The draft supplemental Environmental Impact Statement lists all the information that was missing from the first study, approved under the Bush administration, but concludes that it’s not needed for the leasing decision. The draft document was prepared by the Alaska office of the Bureau of Ocean Energy Management, Regulation and Enforcement Alaska office, successor to the discredited Minerals Management Service. The supplemental EIS is online here.
As one, the conservation community took umbrage at the suggestion that the information presented in the draft adequately addresses environmental concerns associated with drilling in the Arctic Ocean.
Here’s the obligatory statement of outrage from the a coalition of groups, including Earthjustice, The Natural Resources Defense Council, the Northern Alaska Environmental Center, Oceana, Pacific Environment, Inupiat Community of the Arctic Slope, REDOIL, The Wilderness Society, Native Village of Point Hope, Center for Biological Diversity, Alaska Wilderness League, and Defenders of Wildlife. And they have a point:
“Today’s draft environmental impact statement purports to contain the analysis required by a federal district court on the impact of oil and gas development in the Chukchi Sea. Clearly, BOEMRE’s Alaska office has not taken its obligation seriously. We are dismayed that the agency has rushed out an incomplete analysis that does not fill any of the gaps found in the 30 pages of material where the federal government admitted enormous data gaps about basic biology and habitat use of endangered whales, threatened polar bears, walrus, seals, sea birds, migratory birds, fish and other species that live in the Arctic Ocean.

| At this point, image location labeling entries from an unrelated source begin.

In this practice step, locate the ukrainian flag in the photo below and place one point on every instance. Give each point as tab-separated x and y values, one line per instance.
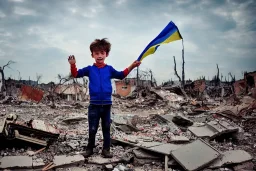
168	34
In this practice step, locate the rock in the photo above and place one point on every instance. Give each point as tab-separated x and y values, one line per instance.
109	167
38	163
30	153
67	160
244	166
144	155
182	121
16	162
100	160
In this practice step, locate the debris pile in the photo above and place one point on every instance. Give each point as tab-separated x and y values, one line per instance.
160	129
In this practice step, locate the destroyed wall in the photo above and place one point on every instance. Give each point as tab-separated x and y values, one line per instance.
240	85
199	85
70	92
125	87
28	92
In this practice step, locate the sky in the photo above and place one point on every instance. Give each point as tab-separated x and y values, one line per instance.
39	35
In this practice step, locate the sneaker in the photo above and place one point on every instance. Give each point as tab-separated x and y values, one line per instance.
106	153
88	153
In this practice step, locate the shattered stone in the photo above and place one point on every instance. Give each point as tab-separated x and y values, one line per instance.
165	148
67	160
73	144
232	157
182	121
243	167
195	155
141	162
16	162
38	163
179	139
141	154
30	153
74	119
100	160
109	167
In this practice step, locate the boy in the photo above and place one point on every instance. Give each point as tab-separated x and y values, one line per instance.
100	89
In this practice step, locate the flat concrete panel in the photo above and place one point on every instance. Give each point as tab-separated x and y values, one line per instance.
201	131
101	160
67	160
216	126
144	155
195	155
228	125
16	162
38	163
232	157
149	144
166	148
168	117
179	139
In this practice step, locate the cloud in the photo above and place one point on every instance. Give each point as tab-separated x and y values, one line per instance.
40	35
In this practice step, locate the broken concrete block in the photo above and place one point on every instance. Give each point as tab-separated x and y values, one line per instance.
16	162
245	166
216	126
100	160
38	163
165	148
149	144
30	153
141	154
179	139
195	155
141	162
201	131
182	121
74	119
109	167
232	157
67	160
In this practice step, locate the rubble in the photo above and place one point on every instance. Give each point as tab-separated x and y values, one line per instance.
232	157
16	162
63	160
195	155
161	129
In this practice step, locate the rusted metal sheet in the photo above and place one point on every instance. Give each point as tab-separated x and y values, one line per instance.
31	93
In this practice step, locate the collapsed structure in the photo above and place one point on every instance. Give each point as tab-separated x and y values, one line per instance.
200	127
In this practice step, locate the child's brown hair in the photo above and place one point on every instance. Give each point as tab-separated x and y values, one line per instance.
100	45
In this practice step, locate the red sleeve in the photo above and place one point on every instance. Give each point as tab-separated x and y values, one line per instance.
126	72
73	70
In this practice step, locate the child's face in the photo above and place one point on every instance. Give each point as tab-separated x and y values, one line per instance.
99	56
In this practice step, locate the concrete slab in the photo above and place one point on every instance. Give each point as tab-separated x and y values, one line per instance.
140	162
165	148
141	154
179	139
213	129
38	163
16	162
228	125
195	155
201	131
216	126
245	166
64	160
168	117
149	144
72	169
232	157
100	160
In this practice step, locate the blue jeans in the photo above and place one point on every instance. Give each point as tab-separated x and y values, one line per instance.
95	113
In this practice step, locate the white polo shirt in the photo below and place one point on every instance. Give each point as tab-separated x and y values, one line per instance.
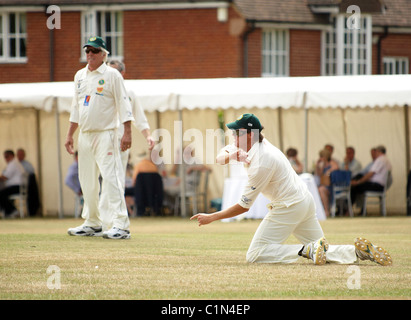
100	99
270	173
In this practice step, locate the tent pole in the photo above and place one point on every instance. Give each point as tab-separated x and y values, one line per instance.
60	178
39	158
280	128
407	139
306	132
344	127
182	171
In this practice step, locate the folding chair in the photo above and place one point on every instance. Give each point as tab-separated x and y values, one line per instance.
380	195
341	190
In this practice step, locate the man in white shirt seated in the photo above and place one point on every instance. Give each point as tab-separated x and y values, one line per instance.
375	179
12	177
350	163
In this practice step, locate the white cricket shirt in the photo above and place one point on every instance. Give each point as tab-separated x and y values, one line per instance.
100	99
270	173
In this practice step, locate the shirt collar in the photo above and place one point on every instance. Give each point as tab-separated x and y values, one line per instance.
100	69
253	150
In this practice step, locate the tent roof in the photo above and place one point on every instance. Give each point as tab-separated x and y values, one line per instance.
162	95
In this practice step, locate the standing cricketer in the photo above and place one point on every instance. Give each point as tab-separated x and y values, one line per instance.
291	207
100	104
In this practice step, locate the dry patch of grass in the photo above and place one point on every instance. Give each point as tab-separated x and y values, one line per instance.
175	259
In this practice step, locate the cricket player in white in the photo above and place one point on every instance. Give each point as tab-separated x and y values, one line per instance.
291	210
100	105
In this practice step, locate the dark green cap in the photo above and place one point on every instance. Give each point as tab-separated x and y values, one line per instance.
96	42
246	121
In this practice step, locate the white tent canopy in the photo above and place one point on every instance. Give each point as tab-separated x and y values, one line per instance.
161	95
301	93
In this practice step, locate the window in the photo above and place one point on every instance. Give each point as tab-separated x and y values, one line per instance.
275	54
347	51
13	37
396	65
106	24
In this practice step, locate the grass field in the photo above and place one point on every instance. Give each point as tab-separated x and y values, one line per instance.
173	258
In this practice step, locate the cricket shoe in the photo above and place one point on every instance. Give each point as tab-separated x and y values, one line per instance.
116	233
85	231
365	250
315	251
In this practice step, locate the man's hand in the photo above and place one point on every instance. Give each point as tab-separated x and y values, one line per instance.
126	139
240	155
203	218
69	144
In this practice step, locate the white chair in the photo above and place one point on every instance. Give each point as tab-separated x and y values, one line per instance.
379	197
21	197
341	190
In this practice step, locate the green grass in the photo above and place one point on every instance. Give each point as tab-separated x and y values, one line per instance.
173	258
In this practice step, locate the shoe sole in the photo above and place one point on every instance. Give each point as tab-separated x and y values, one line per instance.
319	255
376	254
99	234
123	237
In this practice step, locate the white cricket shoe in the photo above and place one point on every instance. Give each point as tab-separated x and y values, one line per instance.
365	250
116	233
315	251
85	231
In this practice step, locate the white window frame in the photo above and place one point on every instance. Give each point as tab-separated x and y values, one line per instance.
91	27
19	35
347	51
396	65
275	49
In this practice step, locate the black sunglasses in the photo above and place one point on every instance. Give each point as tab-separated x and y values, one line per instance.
93	50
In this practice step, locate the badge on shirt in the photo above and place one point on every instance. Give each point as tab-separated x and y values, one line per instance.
86	101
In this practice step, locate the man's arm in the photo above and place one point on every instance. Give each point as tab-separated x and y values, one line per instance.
69	144
224	156
126	139
230	212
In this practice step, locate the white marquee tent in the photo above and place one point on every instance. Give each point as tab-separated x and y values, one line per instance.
303	112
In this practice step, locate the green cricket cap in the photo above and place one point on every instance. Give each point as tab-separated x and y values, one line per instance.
246	121
96	42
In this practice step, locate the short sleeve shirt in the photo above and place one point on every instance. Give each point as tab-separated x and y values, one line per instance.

“It may have a new name, but in this case BOEMRE’s Alaska office looks like the same old MMS. Rushing out a new justification for the Chukchi Sea lease sale before it has had a chance to fill any of the hundreds of gaps in critical knowledge about these pristine waters shows that the Alaska office still has the drilling blinders on. While Sec. Salazar lifts the ban on offshore oil drilling, Alaska waters are at even greater risk as incomplete environmental assessments continue to emerge from the Alaska BOEMRE office.
“If we have learned anything from the Gulf spill, it should be that we should study the potential environmental effects before we proceed with drilling. Simply stating that the agency does not know the impacts is not acceptable. A catastrophic oil spill in the harsh, remote waters of the Arctic Ocean will devastate that region. Twenty-foot ocean swells, frozen seas, subzero temperatures and a lack of infrastructure will make an oil spill of any size nearly impossible to clean up.
“The agency should at least wait for its own experts, the U.S. Geological Survey, to finish their report about critical missing information on the Arctic Ocean, due this April, before going forward with its review. This administration has committed to following science in its policy decisions. The Alaska office of BOEMRE should not consider itself exempt from this promise.”